Photo: Left to Right – Will Grathwohl, Jesse Bettencourt, Yulia Rubanova and Ricky Chen (Absent – David Duvenaud)
Vector Faculty Members and students collaborated and won two of four Best Paper awards and a Best Student Paper Award at NeurIPS 2018, the most important machine learning conference in the world.
Vector co-founder and Faculty Member, David Duvenaud and Vector students Jesse Bettencourt, Yulia Rubanova and Ricky Chen, all from the University of Toronto, are the authors of “Neural Ordinary Differential Equations“, and received the Best Paper award at NeurIPS 2018.
Additionally, Will Grathwohl, Ricky Chen and Jesse Bettencourt received a second award when they won Best Student Paper at the Advances in Approximate Bayesian Inference Workshop in collaboration with David Duvenaud and Ilya Sutskever.
Also claiming top honours with a Best Paper award is one of Vector’s newest Faculty Members from the University of Waterloo, Shai Ben-David and Vector Postgraduate Affiliate, Hassan Ashtiani and their collaborators for their paper, Nearly tight sample complexity bounds for learning mixtures of Gaussians via sample compression schemes.
The thirty-second annual conference on Neural Information Processing Systems (NeurIPS) kicked off this Sunday in Montreal. NeurlPS is a multi-track machine learning and computational neuroscience conference that includes invited talks, demonstrations, symposia and oral and poster presentations of refereed papers.

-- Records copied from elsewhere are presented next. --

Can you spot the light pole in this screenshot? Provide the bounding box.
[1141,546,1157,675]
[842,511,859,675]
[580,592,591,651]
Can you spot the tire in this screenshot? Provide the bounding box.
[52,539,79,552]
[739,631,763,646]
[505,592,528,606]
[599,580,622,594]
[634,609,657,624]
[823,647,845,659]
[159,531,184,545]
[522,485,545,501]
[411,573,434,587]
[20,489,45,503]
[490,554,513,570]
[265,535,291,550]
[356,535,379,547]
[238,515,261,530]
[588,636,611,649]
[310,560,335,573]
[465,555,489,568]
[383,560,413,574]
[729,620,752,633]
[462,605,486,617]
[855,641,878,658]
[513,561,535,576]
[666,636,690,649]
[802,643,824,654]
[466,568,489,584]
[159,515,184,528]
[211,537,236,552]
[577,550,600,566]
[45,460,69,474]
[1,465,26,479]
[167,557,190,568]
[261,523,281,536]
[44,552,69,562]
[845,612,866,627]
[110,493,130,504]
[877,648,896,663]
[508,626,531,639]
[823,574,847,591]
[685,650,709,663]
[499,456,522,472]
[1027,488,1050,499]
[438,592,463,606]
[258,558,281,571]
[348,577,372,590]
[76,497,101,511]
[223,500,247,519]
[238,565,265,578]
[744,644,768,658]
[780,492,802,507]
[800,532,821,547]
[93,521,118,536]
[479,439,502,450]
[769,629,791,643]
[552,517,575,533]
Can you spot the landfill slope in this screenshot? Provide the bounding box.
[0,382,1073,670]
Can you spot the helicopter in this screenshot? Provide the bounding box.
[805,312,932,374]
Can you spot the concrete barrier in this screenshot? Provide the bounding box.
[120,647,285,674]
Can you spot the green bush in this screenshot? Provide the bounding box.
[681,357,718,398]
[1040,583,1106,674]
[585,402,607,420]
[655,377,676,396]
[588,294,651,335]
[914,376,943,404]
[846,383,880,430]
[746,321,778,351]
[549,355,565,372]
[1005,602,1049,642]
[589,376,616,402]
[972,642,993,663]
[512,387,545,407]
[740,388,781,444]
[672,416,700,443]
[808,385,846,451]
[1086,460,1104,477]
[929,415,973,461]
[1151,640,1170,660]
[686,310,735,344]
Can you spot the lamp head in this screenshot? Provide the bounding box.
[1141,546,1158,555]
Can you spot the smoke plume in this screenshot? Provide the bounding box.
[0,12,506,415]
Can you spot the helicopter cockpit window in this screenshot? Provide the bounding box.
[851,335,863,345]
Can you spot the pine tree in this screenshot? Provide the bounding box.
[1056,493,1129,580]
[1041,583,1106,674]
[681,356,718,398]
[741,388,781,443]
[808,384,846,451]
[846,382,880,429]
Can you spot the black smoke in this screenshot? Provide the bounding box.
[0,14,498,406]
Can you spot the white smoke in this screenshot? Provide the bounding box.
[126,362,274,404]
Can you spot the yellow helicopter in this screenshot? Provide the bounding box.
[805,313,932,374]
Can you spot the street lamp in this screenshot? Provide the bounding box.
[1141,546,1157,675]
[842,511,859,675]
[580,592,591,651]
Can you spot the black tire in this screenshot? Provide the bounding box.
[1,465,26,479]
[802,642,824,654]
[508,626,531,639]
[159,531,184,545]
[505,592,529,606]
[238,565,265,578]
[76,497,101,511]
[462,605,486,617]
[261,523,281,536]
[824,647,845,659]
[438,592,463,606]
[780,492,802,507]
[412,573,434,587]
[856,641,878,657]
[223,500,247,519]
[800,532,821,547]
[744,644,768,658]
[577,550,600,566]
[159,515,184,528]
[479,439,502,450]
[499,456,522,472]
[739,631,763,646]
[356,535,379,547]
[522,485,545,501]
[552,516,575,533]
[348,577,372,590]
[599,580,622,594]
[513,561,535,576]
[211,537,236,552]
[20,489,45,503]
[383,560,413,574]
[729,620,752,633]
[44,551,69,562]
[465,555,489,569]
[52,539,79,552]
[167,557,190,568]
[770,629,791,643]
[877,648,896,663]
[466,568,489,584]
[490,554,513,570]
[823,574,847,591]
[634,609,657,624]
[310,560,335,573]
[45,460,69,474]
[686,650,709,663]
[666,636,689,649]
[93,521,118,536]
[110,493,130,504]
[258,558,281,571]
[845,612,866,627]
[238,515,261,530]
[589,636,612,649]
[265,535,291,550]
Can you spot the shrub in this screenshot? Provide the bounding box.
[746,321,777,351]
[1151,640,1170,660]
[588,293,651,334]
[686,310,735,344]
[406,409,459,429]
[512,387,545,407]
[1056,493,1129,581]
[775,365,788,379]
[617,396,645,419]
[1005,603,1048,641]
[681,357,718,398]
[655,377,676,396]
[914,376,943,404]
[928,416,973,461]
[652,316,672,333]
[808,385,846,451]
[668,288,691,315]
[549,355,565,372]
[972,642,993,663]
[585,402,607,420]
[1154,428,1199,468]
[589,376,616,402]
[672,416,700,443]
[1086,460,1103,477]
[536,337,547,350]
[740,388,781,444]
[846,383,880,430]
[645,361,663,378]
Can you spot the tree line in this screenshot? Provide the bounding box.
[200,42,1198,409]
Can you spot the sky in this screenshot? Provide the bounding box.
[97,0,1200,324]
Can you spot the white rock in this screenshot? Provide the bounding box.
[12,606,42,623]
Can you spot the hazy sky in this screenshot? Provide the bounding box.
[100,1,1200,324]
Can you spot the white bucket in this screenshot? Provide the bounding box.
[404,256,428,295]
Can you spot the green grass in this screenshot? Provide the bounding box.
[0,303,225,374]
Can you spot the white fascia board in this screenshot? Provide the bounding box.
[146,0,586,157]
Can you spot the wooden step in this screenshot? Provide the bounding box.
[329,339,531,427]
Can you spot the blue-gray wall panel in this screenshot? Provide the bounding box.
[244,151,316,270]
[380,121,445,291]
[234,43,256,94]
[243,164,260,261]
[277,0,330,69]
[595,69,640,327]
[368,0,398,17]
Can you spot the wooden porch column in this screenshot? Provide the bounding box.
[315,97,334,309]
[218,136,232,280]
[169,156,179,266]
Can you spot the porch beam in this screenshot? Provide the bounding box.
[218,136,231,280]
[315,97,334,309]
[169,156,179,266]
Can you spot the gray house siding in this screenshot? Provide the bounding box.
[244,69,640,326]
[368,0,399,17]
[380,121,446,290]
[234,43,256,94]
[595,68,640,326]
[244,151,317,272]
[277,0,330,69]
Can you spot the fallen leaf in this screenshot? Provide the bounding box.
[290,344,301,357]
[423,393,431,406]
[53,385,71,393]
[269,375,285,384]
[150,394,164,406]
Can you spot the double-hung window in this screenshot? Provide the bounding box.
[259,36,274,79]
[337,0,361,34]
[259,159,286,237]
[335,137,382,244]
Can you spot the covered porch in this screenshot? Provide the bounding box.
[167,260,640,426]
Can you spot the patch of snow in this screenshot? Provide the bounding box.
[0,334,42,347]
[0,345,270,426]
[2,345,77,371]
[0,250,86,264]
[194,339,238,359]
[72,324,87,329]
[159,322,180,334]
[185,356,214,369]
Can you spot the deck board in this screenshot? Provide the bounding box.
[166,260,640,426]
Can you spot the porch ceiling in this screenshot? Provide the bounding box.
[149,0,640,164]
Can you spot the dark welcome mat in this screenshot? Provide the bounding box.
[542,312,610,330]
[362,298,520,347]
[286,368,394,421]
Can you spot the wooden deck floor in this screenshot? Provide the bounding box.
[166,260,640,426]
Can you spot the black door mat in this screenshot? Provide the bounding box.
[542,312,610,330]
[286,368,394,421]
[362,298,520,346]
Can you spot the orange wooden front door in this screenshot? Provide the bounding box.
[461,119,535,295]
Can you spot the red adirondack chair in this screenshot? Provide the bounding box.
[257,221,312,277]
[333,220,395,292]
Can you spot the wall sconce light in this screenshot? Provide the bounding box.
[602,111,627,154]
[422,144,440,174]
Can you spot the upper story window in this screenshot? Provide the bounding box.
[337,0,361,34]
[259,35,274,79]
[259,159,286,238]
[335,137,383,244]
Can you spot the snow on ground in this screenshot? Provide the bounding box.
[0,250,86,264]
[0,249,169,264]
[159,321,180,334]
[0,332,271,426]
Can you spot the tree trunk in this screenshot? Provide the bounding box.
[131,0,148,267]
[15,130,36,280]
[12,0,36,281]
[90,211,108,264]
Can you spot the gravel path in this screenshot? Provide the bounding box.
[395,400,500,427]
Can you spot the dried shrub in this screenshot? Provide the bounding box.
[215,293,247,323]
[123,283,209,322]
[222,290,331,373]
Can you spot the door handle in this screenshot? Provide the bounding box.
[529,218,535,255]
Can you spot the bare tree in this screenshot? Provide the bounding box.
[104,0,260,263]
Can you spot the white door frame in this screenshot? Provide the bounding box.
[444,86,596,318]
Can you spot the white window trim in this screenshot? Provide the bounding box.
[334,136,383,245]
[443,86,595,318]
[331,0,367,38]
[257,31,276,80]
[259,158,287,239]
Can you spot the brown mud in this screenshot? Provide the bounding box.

Nearly tight sample complexity bounds for learning mixtures of Gaussians via sample compression schemes
By Hassan Ashtiani, Shai Ben-David, Nicholas Harvey, Christopher Liaw, Abbas Mehrabian, Yaniv Plan
We prove that ϴ(k d^2 / ε^2) samples are necessary and sufficient for learning a mixture of k Gaussians in R^d, up to error ε in total variation distance. This improves both the known upper bounds and lower bounds for this problem. For mixtures of axis-aligned Gaussians, we show that O(k d / ε^2) samples suffice, matching a known lower bound.

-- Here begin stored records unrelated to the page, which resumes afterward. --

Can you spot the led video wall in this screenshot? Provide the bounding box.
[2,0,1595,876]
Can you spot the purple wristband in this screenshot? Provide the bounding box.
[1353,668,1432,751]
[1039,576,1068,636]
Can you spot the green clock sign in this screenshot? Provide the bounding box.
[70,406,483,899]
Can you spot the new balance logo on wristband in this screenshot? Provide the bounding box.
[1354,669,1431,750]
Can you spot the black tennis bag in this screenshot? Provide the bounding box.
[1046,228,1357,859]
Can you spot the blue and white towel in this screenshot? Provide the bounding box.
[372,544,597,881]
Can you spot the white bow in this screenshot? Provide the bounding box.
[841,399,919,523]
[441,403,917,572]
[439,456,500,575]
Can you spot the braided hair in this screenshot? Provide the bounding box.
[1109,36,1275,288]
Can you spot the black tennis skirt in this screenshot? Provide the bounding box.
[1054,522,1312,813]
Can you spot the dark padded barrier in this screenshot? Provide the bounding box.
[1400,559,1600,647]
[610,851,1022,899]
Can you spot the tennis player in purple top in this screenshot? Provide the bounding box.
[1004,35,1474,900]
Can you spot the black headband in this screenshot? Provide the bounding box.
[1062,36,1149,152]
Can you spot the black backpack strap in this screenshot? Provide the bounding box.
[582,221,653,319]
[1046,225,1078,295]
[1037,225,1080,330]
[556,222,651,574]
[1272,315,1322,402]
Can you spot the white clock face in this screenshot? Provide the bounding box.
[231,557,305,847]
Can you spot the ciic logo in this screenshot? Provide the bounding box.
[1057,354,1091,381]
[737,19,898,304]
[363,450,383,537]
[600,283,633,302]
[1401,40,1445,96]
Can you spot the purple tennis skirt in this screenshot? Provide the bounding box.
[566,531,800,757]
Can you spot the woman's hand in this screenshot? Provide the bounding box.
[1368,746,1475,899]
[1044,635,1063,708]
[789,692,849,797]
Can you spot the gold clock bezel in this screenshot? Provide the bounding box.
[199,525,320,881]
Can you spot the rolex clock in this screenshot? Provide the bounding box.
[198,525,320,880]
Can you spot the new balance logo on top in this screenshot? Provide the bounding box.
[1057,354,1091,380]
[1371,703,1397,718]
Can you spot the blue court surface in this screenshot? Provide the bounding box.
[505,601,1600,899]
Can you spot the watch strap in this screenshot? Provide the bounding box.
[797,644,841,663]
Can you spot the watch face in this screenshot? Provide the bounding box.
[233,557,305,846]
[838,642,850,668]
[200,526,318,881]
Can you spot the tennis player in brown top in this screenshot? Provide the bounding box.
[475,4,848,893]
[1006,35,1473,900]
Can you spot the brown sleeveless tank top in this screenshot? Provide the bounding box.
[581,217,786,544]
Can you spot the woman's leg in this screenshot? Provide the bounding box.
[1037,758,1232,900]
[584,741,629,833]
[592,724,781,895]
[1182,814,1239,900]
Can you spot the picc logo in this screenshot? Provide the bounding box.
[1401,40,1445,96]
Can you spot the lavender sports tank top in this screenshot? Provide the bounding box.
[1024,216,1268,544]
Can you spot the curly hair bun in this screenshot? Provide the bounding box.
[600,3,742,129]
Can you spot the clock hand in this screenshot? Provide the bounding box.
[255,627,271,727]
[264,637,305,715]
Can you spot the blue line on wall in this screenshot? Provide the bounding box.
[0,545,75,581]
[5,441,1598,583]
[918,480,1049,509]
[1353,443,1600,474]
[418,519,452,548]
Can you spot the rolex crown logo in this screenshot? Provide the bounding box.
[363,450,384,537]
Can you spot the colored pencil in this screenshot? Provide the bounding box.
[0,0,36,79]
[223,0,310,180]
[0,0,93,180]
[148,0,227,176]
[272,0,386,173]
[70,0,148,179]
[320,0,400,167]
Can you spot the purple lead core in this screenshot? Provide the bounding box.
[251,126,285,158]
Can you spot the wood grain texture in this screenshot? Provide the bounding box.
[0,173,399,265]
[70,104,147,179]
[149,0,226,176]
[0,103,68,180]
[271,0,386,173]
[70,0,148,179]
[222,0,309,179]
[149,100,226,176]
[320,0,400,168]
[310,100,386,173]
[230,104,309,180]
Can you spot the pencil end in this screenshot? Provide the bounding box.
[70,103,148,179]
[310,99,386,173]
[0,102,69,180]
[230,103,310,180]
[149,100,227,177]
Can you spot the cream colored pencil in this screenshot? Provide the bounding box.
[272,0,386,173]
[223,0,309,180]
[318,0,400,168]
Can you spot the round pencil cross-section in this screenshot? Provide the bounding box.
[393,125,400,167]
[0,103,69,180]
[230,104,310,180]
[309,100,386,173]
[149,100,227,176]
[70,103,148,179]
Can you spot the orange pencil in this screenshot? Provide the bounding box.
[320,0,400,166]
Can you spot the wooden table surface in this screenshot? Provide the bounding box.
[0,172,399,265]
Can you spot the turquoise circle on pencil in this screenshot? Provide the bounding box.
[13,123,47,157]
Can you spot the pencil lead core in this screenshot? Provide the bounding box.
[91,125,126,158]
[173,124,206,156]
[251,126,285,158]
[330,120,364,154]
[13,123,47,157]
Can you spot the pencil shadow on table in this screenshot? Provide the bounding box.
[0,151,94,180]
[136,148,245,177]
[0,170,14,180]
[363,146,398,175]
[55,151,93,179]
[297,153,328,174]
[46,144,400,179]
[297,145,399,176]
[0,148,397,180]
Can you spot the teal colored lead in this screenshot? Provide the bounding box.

The upper bound is based on a novel technique for distribution learning based on a notion of sample compression. Any class of distributions that allows such a sample compression scheme can also be learned with few samples. Moreover, if a class of distributions has such a compression scheme, then so do the classes of products and mixtures of those distributions. The core of our main result is showing that the class of Gaussians in R^d has an efficient sample compression.
Neural Ordinary Differential Equations
By Ricky Chen*, Yulia Rubanova*, Jesse Bettencourt*, David Duvenaud (*equal contribution)
We introduce a new family of deep neural network models. Instead of specifying a discrete sequence of hidden layers, we parameterize the derivative of the hidden state using a neural network. The output of the network is computed using a blackbox differential equation solver. These continuous-depth models have constant memory cost, adapt their evaluation strategy to each input, and can explicitly trade numerical precision for speed. We demonstrate these properties in continuous-depth residual networks and continuous-time latent variable models. We also construct continuous normalizing flows, a generative model that can train by maximum likelihood, without partitioning or ordering the data dimensions. For training, we show how to scalably backpropagate through any ODE solver, without access to its internal operations. This allows end-to-end training of ODEs within larger models.
Best Student Paper
Symposium on Advances in Approximate Bayesian Inference 2018. Oral Presentation
FFJORD: Free-form Continuous Dynamics for Scalable Reversible Generative Models
By Will Grathwohl*, Ricky T. Q. Chen*, Jesse Bettencourt, Ilya Sutskever, David Duvenaud. (*equal contribution)
A promising class of generative models maps points from a simple distribution to a complex distribution through an invertible neural network. Likelihood-based training of these models requires restricting their architectures to allow cheap computation of Jacobian determinants. Alternatively, the Jacobian trace can be used if the transformation is specified by an ordinary differential equation. In this paper, we use Hutchinson’s trace estimator to give a scalable unbiased estimate of the log-density. The result is a continuous-time invertible generative model with unbiased density estimation and one-pass sampling, while allowing unrestricted neural network architectures. We demonstrate our approach on high-dimensional density estimation, image generation, and variational inference, achieving the state-of-the-art among exact likelihood methods with efficient sampling.